This is hard to parse. It appears to say that stat control must be
provided out of band. And yet it also says it is possible for it to
be in band.
---
Section 3.5
The following Benchmarks MAY be assessed on a per-flow basis
using at least 16 flows spread over the routing table (more
flows is better).
Isn't this SHOULD?
Comment (2010-06-16) 
I am not sure that RFC2119 language is appropriate here
Figures 1 through 5 show models that MAY be used when benchmarking
Sub-IP Protection mechanisms, which MUST use a Protection Switching
System that consists of a minimum of two Protection-Switching Nodes,
an Ingress Node known as the Headend Node and an Egress Node known
as the Merge Node.
Ideally the RFC2119 definition should appear before first use in the document
The Protection Switching System MUST include
either a Primary Path and Backup Path, as shown in Figures 1 through
4, or a Primary Node and Standby Node, as shown in Figure 5.
I am not a mathematician, can an equation have a pluarity of sub-equations, or
is a different mathematical construct needed?

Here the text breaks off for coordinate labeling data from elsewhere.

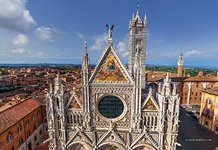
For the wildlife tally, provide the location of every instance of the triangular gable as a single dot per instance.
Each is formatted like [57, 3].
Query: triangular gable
[74, 103]
[110, 69]
[150, 104]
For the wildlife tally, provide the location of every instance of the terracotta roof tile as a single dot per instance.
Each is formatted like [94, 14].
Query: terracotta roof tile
[15, 113]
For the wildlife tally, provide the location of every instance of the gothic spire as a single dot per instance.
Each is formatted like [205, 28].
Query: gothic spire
[85, 57]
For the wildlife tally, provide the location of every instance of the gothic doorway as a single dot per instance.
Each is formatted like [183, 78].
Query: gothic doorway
[111, 146]
[79, 146]
[144, 147]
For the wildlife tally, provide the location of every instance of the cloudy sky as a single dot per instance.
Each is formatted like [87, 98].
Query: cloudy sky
[53, 31]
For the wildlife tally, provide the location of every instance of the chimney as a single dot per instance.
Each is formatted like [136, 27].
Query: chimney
[200, 74]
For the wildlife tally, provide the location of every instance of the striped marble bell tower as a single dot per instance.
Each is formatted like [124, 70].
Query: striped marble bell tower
[137, 38]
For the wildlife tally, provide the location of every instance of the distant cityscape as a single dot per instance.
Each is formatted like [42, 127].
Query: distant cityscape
[108, 105]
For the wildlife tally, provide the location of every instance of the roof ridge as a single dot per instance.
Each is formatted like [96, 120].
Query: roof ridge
[16, 104]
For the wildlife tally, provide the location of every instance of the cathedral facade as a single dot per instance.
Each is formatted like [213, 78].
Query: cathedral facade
[114, 110]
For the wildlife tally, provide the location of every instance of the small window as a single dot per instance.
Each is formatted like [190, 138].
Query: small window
[40, 132]
[10, 137]
[28, 134]
[35, 138]
[20, 141]
[33, 117]
[206, 123]
[34, 127]
[19, 129]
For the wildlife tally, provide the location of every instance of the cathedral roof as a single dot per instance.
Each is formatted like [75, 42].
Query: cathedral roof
[110, 69]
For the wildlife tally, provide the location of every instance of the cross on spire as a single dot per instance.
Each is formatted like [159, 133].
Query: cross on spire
[137, 7]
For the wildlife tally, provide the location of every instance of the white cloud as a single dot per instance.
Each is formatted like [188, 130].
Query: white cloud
[40, 54]
[20, 40]
[18, 51]
[100, 42]
[14, 15]
[46, 33]
[192, 53]
[122, 47]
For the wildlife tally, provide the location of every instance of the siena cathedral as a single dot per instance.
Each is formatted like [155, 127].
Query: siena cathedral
[115, 108]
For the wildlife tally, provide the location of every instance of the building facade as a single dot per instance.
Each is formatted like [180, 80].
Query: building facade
[116, 110]
[22, 126]
[209, 109]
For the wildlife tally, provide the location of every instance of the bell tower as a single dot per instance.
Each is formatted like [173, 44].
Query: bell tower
[180, 64]
[137, 36]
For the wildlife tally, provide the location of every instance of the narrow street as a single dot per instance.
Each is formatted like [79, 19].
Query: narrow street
[193, 136]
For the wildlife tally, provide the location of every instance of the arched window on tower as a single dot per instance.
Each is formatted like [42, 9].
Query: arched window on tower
[10, 137]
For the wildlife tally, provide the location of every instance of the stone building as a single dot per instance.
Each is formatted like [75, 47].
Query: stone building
[209, 109]
[114, 109]
[22, 125]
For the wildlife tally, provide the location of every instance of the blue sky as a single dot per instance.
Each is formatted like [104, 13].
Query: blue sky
[53, 31]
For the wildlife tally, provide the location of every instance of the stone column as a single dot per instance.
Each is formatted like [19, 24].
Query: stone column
[204, 84]
[189, 92]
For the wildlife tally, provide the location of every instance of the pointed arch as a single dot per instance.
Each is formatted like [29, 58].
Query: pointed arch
[150, 104]
[74, 102]
[110, 69]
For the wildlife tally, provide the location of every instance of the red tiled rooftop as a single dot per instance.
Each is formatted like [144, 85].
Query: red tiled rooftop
[15, 113]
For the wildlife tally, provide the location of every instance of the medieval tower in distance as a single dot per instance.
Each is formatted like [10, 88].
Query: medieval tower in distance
[137, 37]
[180, 64]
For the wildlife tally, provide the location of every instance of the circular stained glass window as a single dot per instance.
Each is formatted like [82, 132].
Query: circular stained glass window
[110, 107]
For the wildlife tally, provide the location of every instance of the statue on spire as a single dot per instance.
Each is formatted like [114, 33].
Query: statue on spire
[109, 29]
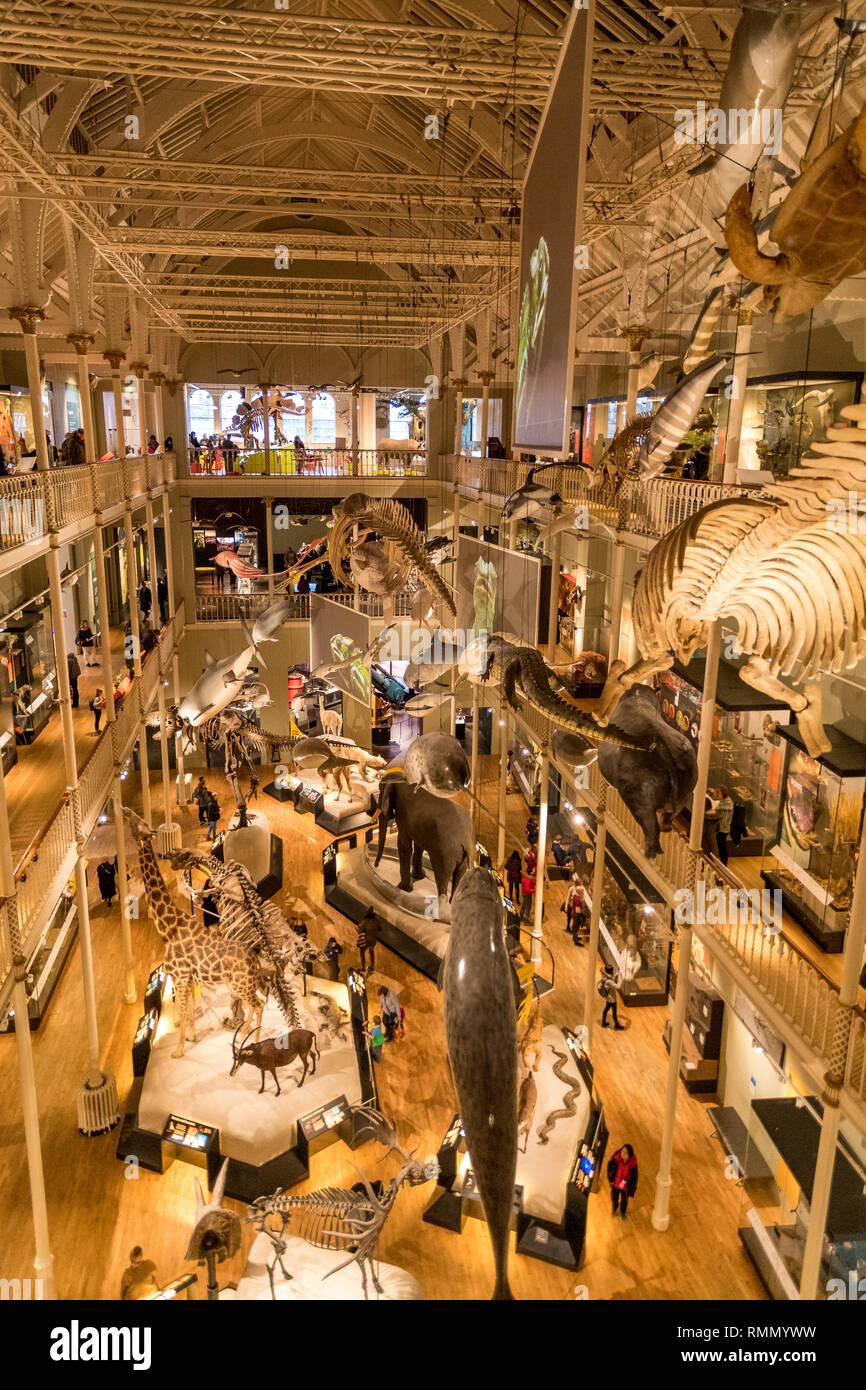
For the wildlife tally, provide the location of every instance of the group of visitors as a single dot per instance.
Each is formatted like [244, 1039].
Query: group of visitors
[213, 452]
[209, 808]
[388, 1025]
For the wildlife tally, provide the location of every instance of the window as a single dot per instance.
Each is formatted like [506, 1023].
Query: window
[324, 419]
[399, 421]
[228, 407]
[200, 413]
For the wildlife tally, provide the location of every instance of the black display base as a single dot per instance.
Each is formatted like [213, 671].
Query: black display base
[427, 962]
[544, 1241]
[245, 1183]
[281, 794]
[829, 938]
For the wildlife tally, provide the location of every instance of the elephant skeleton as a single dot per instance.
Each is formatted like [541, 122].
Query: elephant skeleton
[787, 569]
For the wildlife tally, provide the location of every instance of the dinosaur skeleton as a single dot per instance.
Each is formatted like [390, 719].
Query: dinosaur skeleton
[252, 413]
[392, 521]
[523, 669]
[787, 567]
[339, 1218]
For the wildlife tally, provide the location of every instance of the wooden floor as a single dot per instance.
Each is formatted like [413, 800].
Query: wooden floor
[97, 1209]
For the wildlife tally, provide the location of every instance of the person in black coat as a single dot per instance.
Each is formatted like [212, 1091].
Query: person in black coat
[106, 876]
[161, 597]
[74, 669]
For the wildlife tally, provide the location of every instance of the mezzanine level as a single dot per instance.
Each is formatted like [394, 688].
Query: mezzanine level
[790, 988]
[50, 859]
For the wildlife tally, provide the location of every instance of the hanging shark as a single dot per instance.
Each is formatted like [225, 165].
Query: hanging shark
[218, 684]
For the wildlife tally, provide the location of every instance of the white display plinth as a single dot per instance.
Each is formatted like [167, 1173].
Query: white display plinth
[544, 1169]
[253, 1127]
[307, 1266]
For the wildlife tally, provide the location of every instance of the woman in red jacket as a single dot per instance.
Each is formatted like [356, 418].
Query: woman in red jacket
[623, 1178]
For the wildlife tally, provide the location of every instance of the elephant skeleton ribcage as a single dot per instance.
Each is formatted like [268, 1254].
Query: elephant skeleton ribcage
[788, 569]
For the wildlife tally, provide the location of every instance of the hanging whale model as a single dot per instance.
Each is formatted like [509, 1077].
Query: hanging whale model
[676, 414]
[481, 1032]
[271, 620]
[533, 502]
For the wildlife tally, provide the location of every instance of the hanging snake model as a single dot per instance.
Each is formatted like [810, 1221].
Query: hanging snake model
[392, 521]
[569, 1098]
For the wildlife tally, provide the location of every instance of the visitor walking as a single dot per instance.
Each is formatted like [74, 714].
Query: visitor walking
[724, 809]
[367, 938]
[576, 909]
[97, 705]
[202, 795]
[331, 954]
[608, 987]
[145, 598]
[74, 669]
[139, 1278]
[623, 1178]
[527, 887]
[513, 873]
[389, 1007]
[106, 876]
[376, 1034]
[85, 641]
[161, 597]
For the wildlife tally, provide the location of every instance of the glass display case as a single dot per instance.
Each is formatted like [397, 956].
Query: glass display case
[747, 755]
[819, 830]
[783, 416]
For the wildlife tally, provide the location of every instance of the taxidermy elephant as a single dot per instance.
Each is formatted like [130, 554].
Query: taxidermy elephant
[655, 784]
[426, 823]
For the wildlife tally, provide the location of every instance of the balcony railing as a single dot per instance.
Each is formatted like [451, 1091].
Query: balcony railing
[72, 494]
[320, 463]
[231, 608]
[52, 858]
[652, 508]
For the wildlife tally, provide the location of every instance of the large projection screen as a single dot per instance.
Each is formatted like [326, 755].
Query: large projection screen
[551, 231]
[339, 634]
[496, 591]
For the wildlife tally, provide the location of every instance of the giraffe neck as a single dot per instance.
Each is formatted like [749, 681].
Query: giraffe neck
[160, 900]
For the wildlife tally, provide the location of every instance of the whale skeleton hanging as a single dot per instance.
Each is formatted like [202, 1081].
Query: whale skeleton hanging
[644, 445]
[787, 569]
[381, 567]
[521, 673]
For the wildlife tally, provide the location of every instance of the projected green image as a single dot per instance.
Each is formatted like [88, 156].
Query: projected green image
[531, 330]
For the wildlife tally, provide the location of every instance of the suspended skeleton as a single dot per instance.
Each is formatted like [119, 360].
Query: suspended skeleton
[788, 569]
[339, 1218]
[381, 566]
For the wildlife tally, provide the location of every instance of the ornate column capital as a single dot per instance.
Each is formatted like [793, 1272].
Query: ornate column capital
[81, 342]
[635, 335]
[28, 317]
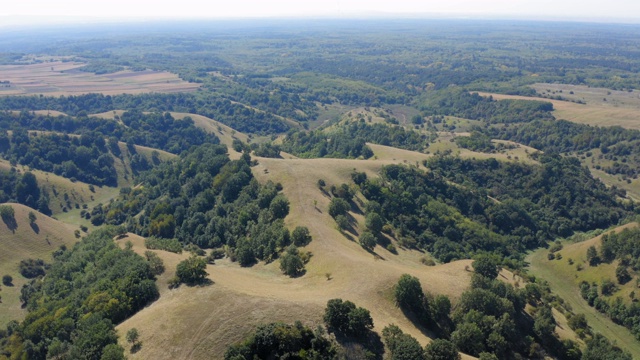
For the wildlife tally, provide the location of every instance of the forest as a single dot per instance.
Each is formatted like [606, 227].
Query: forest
[366, 162]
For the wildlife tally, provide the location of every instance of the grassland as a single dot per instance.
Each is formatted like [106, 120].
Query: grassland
[620, 109]
[23, 242]
[564, 279]
[199, 322]
[64, 78]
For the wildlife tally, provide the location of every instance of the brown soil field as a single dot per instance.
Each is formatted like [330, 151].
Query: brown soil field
[65, 78]
[22, 242]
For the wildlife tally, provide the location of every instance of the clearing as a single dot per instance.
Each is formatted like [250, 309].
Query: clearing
[64, 78]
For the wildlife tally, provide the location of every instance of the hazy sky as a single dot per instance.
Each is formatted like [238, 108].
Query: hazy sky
[35, 10]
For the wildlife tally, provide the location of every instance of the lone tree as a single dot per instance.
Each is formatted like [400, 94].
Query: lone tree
[7, 280]
[343, 317]
[133, 336]
[486, 266]
[192, 270]
[32, 217]
[409, 295]
[291, 263]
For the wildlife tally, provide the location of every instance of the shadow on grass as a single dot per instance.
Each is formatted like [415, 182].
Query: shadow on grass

TBLM as shown in Equation 2:
(Equation 2)
(Equation 2a)
TBLM Failover Time = Time(Failover) - Time(Failover Event)
(Equation 2b)
TBLM Reversion Time = Time(Reversion) - Time(Restoration)
Same with Eq3
Comment (2010-06-17) 
It looks to me that 'Benchmarking Terminology for Performance of sub-IP layer
Protection Mechanisms' would be a more apropriate name for this document.
Comment (2010-06-14) 
> Benchmarking Terminology
> for Protection Performance
As stated in the abstract, Section 3.5 actually defines some tests.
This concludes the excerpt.